Humane Society experiencing increase of animals, decrease in donations

Thursday, September 22, 2011 | 3:50 p.m. CDT; updated 4:33 p.m. CDT, Thursday, September 22, 2011

COLUMBIA — Squeaky, soft mews come from a red plastic milk crate tucked in the corner of the office at the Central Missouri Humane Society. Two kittens lay snuggled underneath layers of old, white towels in the box.

“I’m probably going to regret this,” Allison Brown said as she peeled back the two layers of towels on Tuesday afternoon that kept the kittens warm. “But I just have to show them off.”

A rescue agency was set to pick them up later in the afternoon, freeing up the space the 2 1/2-week-old kittens would have occupied for about six weeks for other animals.

Space is important to shelters like the one operated by the Humane Society that take in any animal brought to them. With the economic downturn, the local shelter has seen more animals coming in its doors but fewer donations to provide care.

Income at the shelter is down $16,000 from the $573,913 collected by this time last year, Brown said, and donations are down $72,000 from the $197,423 collected by this time last year. 

The tightening budget has prompted a decrease in some staff hours, including that of Executive Director Alan Allert, who's working on a part-time basis.

As a nonprofit, the Humane Society relies on good will and donations to cover about 85 percent of its $1 million budget. Brown said it costs about $7,000 a week to operate the shelter. In 2010, total expenses for the shelter were $941,333.

“I think that we are a victim of circumstance," Humane Society board member Jim Loveless said. "The overall economic downturn in the economy, which has curtailed donations, has also made it difficult for families to keep their pets. People in similar circumstances aren't coming here to adopt pets, so it's kind of a double-edged sword."

Brown attributed the decline in donations to the economy as well but also thinks the makeover the shelter received last year from Zoo Too may have caused people think the shelter was better off than it was.

"We did get a renovated facility but that never helped with any food for the animals, vet care, operating costs or anything along those lines,” Brown said.

The biggest increase in animals brought to the shelter is pets brought in by their owners — a figure that's up about 10 percent, Brown said.

About 43 percent of the 2,061 dogs received by the shelter and about 62 percent of the 1,830 cats received by the Humane Society this year have been given up by their owners.

Brown said that while the shelter gets 20 to 40 animals a day, there are only about 10 adoptions a day.

Loveless said that the shelter will not cut down on hours open nor will it put a limit on the number of animals it takes in as a way to save money.

“We will not refuse any animal that comes to use because we think that every animal deserves a chance,” Loveless said.

Instead, Loveless said, the Humane Society board of directors asked the administrative officers to come up with a list of potential cost-saving methods and ways to generate income.

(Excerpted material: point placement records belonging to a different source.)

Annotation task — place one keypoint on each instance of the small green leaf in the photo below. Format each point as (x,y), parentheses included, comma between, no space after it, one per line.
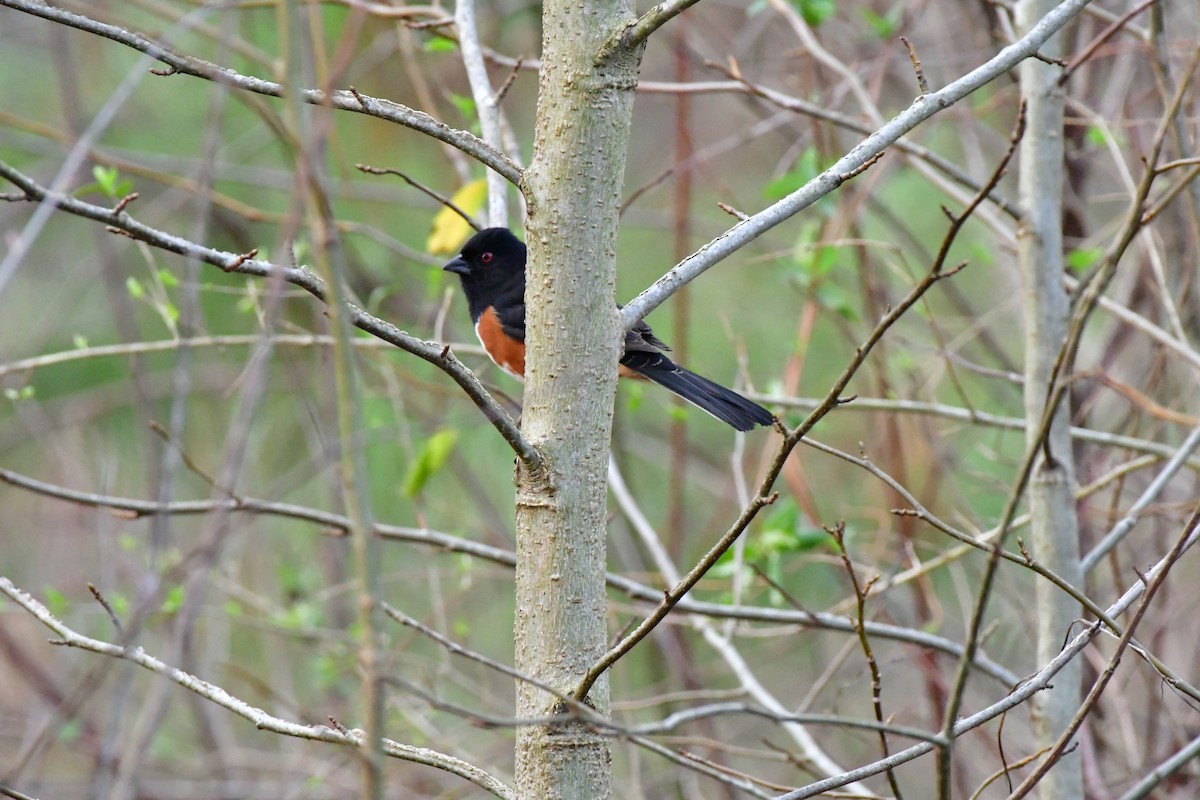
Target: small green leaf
(70,731)
(883,25)
(634,395)
(439,44)
(55,601)
(465,103)
(430,459)
(1084,258)
(173,601)
(106,178)
(1097,136)
(815,11)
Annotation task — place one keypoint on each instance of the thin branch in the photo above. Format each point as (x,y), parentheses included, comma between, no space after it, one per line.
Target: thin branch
(1149,495)
(421,187)
(975,417)
(262,720)
(672,597)
(441,541)
(864,642)
(1098,687)
(922,108)
(640,30)
(486,106)
(437,354)
(343,100)
(1041,680)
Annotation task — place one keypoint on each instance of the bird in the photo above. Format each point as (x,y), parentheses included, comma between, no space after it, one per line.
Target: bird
(492,269)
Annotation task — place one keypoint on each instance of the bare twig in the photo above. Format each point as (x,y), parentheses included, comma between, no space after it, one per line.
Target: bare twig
(262,720)
(431,352)
(636,34)
(384,109)
(923,108)
(421,187)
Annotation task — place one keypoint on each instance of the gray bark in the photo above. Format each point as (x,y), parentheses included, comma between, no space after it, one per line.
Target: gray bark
(573,188)
(1054,530)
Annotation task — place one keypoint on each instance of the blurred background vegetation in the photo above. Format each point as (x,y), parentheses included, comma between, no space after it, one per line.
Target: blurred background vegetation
(271,619)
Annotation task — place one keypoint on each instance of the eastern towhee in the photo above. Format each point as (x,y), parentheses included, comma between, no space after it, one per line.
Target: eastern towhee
(492,270)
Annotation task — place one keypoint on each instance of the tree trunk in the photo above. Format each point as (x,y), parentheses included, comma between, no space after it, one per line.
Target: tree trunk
(573,186)
(1054,533)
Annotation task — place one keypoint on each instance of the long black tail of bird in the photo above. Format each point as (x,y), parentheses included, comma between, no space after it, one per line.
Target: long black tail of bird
(725,404)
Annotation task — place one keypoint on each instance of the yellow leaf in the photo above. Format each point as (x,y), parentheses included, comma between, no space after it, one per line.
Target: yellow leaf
(450,230)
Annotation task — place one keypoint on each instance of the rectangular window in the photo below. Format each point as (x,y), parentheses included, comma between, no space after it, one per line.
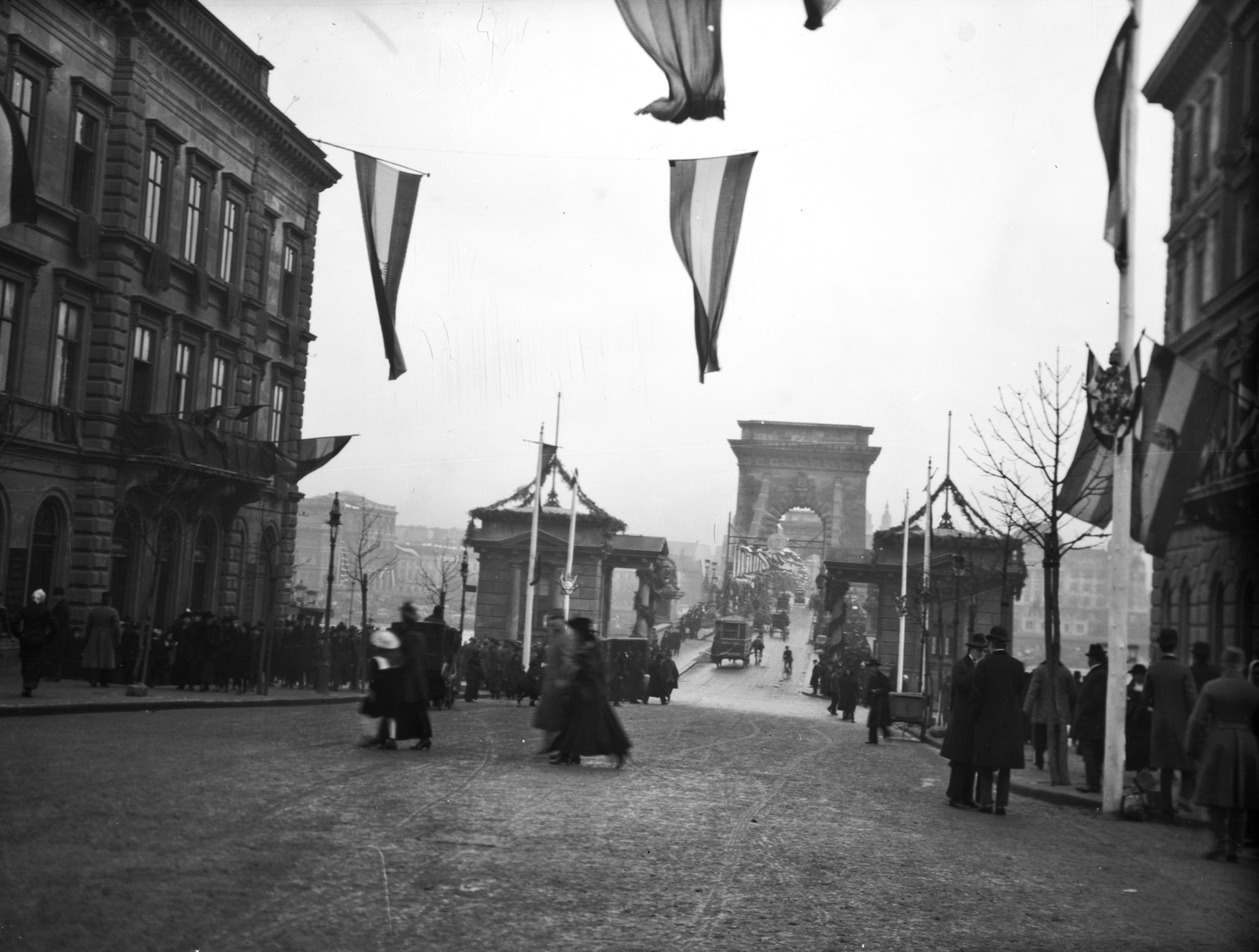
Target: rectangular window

From those suggestions, the board is examining re-negotiating the contracts for the food and supplies the Humane Society uses.

“Right now we we’re concentrating on getting our finances in order,” Loveless said.

Brown said the Humane Society is doing little things to save money, such as being extra careful when they measure out food so as not to overfeed the animals. It costs about $50 a day to feed all the animals.

The board is also urging the staff to conserve energy by turning off lights and not leaving doors open when the air conditioning or furnace is on, Loveless said.

Brown said the shelter is "getting by" on supplies such as food, kitty litter and bleach, but she worries that it will be harder for the shelter to acquire these supplies in the future.

"Our animal care will never be compromised," Brown said. "We always make sure that they get absolute top-notch vet care. Of course they’ll always get food, water, shelter and clean cages. We will never sacrifice or cut corners in those areas."

Loveless said the board is also starting a campaign to increase donations. A part of that is beginning to promote low-cost vet services such as spaying, neutering and vaccinations.

"We are asking people to be conscientious in donating when they come in for services," Loveless said. "There is very little that we actually put a charge on."

Loveless said that in addition to monetary and supply donations, the Humane Society could always use volunteers to help walk, bathe and transport animals from the shelter to rescue and adoption agencies.

"We’d be delighted to have people come by and say, 'Sure, we’ll drive these dogs to where they need to go,'" Loveless said.

Brown said the shelter hopes that the annual Hound Dog Homecoming fundraiser will bring in much-needed funds. Pet owners can register their dogs for homecoming king or queen online. The carnival will be held from 1 to 4 p.m. Oct. 1 at the Humane Society, 616 Big Bear Blvd.